Christian Lüscher, professeur, Département des neurosciences fondamentales, Faculté de médecine de l’UNIGE
La dépendance triple sans sérotonine
Pour évaluer comment la dépendance à la cocaïne survient dans le cerveau, l’équipe de recherche a développé une série d’expériences. « La plupart du temps, les expériences scientifiques visent à reproduire un mécanisme systématique. Ici, la difficulté réside dans l’observation d’un phénomène aléatoire, qui ne se déclenche qu’une fois sur cinq », explique Yue Li, chercheur au laboratoire de Christian Lüscher et premier auteur de l’étude.
Les scientifiques ont d’abord appris à un grand groupe de souris à s’auto-administrer volontairement de la cocaïne, puis ont ajouté une contrainte : à chaque fois qu’elles s’auto-administraient de la cocaïne, les souris recevaient un stimulus légèrement désagréable (choc électrique ou jet d’air). Deux groupes ont alors émergé : 80 % des souris ont arrêté leur consommation, tandis que 20 % ont continué, malgré le désagrément. « Ce comportement compulsif est précisément ce qui définit l’addiction, qui touche 20% des individus, aussi bien chez la souris que chez l’homme », souligne Vincent Pascoli, collaborateur scientifique du groupe genevois et co-auteur de cette étude.
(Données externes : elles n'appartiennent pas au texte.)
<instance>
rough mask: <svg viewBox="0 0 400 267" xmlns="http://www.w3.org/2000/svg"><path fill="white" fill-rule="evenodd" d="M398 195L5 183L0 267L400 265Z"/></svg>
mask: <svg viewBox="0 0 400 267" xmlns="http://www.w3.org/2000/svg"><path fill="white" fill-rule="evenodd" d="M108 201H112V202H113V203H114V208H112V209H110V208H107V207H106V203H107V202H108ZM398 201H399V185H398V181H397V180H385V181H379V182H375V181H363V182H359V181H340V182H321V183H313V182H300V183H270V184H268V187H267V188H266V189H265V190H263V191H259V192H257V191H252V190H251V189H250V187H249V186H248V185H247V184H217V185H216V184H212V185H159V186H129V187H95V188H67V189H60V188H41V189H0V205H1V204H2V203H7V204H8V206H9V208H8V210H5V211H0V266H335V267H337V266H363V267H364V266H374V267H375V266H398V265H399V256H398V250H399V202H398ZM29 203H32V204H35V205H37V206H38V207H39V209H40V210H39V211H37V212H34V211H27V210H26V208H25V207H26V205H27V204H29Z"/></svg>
L’expérience a été répétée avec des souris chez lesquelles la cocaïne n’était plus liée au transporteur de la sérotonine, de sorte que seule la dopamine augmentait lorsque la substance était prise. 60% des animaux ont alors développé une addiction. La même chose a été trouvée chez d’autres animaux avec un protocole de stimulation du système de récompense qui n’affectait pas la sérotonine. « Si la sérotonine est administrée à ce dernier groupe, le taux d’addiction tombe à 20 % », précise Christian Lüscher. « La cocaïne a donc une sorte de frein naturel qui est efficace quatre fois sur cinq. »
Un équilibre synaptique délicat
Lorsque la cocaïne est consommée, deux forces sont à l’œuvre dans le cerveau : la dopamine d’une part, dont l’augmentation soudaine conduit à la compulsion, et la sérotonine de l’autre, qui agit comme un frein à la compulsion. L’addiction survient donc lorsqu’un déséquilibre se crée entre ces deux neurorégulateurs et que la dopamine dépasse la sérotonine.
« En effet, la dopamine déclenche un phénomène de plasticité synaptique, par le renforcement des connexions entre les synapses du cortex et celles du striatum dorsal. Cette intense stimulation du système de récompense déclenche alors la compulsion. La sérotonine a l’effet inverse en inhibant le renforcement induit par dopamine pour garder le système de récompense sous contrôle », explique Christian Lüscher.
Et les autres drogues ?
Outre l’augmentation de la dopamine, chaque substance a sa propre spécificité et son effet sur le cerveau. Si l’effet addictif de la cocaïne est naturellement réduit par la sérotonine, qu’en est-il des autres drogues ? Les neuroscientifiques genevois s’intéresseront désormais aux opiacés – ; qui sont plus addictifs que la cocaïne – ; et la kétamine, ce qui l’est beaucoup moins. L’objectif est de comprendre en détail comment le cerveau réagit à ces médicaments et pourquoi certaines personnes sont beaucoup plus vulnérables à leurs effets nocifs que d’autres.